China ha decidido que la infraestructura no será el cuello de botella para el coche eléctrico. Según los últimos datos de la Administración Nacional de Energía (NEA), el país cerró el año 2025 con un total de 20,092 millones de instalaciones de carga. Se trata de un hito que consolida a la nación como el líder absoluto en despliegue de red, con una capacidad instalada suficiente para satisfacer la demanda de más de 40 millones de vehículos de nueva energía.
Lo más impresionante no es la cifra final, sino la velocidad de ejecución. Si para instalar el primer millón de puntos de carga el país necesitó 13 años (de 2006 a 2019), el salto de los 10 a los 20 millones se ha completado en tan solo 18 meses. Este ritmo de expansión demuestra una capacidad industrial y una voluntad política que dejan atrás cualquier intento previo de electrificación masiva en otras regiones.

Radiografía de la red: del hogar a la autopista
La infraestructura china no es un bloque monolítico, sino un sistema equilibrado entre el uso público y el privado. Los cargadores privados representan la gran mayoría de la red con 15,375 millones de unidades instaladas, lo que supone un crecimiento interanual del 56,2% y facilita la carga residencial para millones de usuarios.
Por su parte, la red pública alcanza ya los 4,717 millones de puntos registrados, con un aumento del 31,9% respecto al año anterior.

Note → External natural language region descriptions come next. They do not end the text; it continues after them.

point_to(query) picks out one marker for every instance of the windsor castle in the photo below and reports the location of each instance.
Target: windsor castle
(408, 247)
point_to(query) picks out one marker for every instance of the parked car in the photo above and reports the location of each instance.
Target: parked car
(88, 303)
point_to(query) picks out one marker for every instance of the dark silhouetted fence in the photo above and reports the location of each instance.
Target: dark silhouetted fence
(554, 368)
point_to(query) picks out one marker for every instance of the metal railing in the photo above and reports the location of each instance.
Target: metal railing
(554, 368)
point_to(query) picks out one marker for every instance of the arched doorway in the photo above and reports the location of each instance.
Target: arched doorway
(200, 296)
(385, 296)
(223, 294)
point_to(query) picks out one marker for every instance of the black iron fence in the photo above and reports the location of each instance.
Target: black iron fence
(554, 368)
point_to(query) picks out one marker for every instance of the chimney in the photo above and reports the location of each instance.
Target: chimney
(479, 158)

La potencia media por instalación pública se sitúa en los 46,5 kW, un 33% más que el año pasado, lo que reduce significativamente los tiempos de espera.
La cobertura geográfica también ha alcanzado niveles críticos para el viaje de larga distancia. China ha instalado ya 71.500 postes de carga en más del 98% de sus áreas de servicio en autopistas. De hecho, 19 regiones a nivel provincial ya garantizan una cobertura total de carga en todos y cada uno de sus municipios, eliminando por completo los espacios desérticos para el conductor eléctrico.

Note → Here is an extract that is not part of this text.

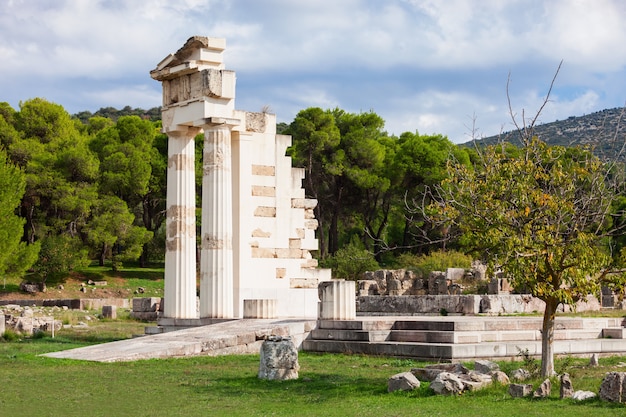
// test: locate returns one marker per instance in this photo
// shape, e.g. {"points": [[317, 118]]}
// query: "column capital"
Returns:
{"points": [[209, 122], [180, 131]]}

Una inversión que alimenta el mercado
Solo durante el mes de diciembre de 2025, se añadieron al sistema 92.000 puntos de carga pública y 678.000 privados, cifras que por sí solas superarían a la red total de muchos países europeos, incluida España. Esta infraestructura ha creado un círculo virtuoso con el mercado de vehículos. En 2025, el consumo eléctrico derivado del sector de la carga y el intercambio de baterías se disparó un 50%, reflejando un uso intensivo y real de esta red por parte de los ciudadanos.

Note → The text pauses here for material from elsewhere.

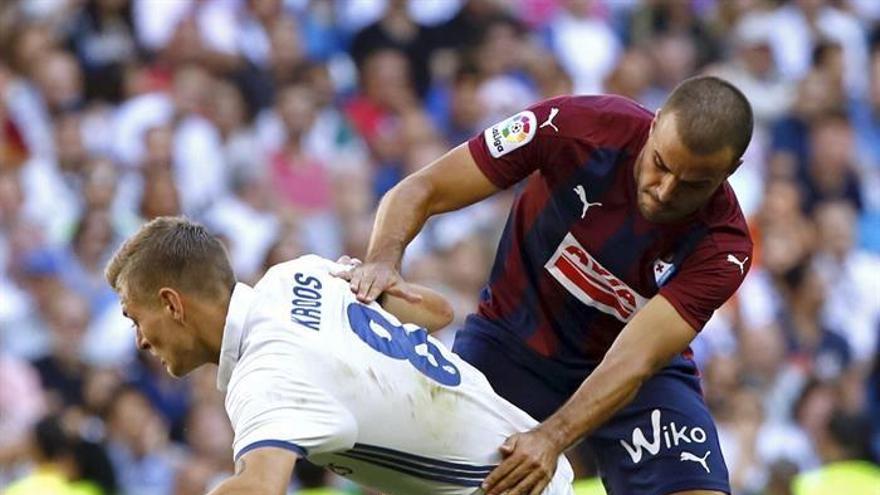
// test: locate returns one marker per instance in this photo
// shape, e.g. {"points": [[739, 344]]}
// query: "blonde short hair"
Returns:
{"points": [[171, 252]]}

Con un objetivo ya fijado por el gobierno de alcanzar los 28 millones de instalaciones para finales de 2027, China está demostrando que el éxito del coche eléctrico no depende solo de lo que sale de la fábrica, sino de lo que el usuario encuentra al aparcar. Mientras el resto del mundo debate sobre normativas, Pekín ha preferido inundar sus calles de cables y cargadores, asegurándose de que, para el año 2026, cargar un coche sea tan común como mirar el móvil.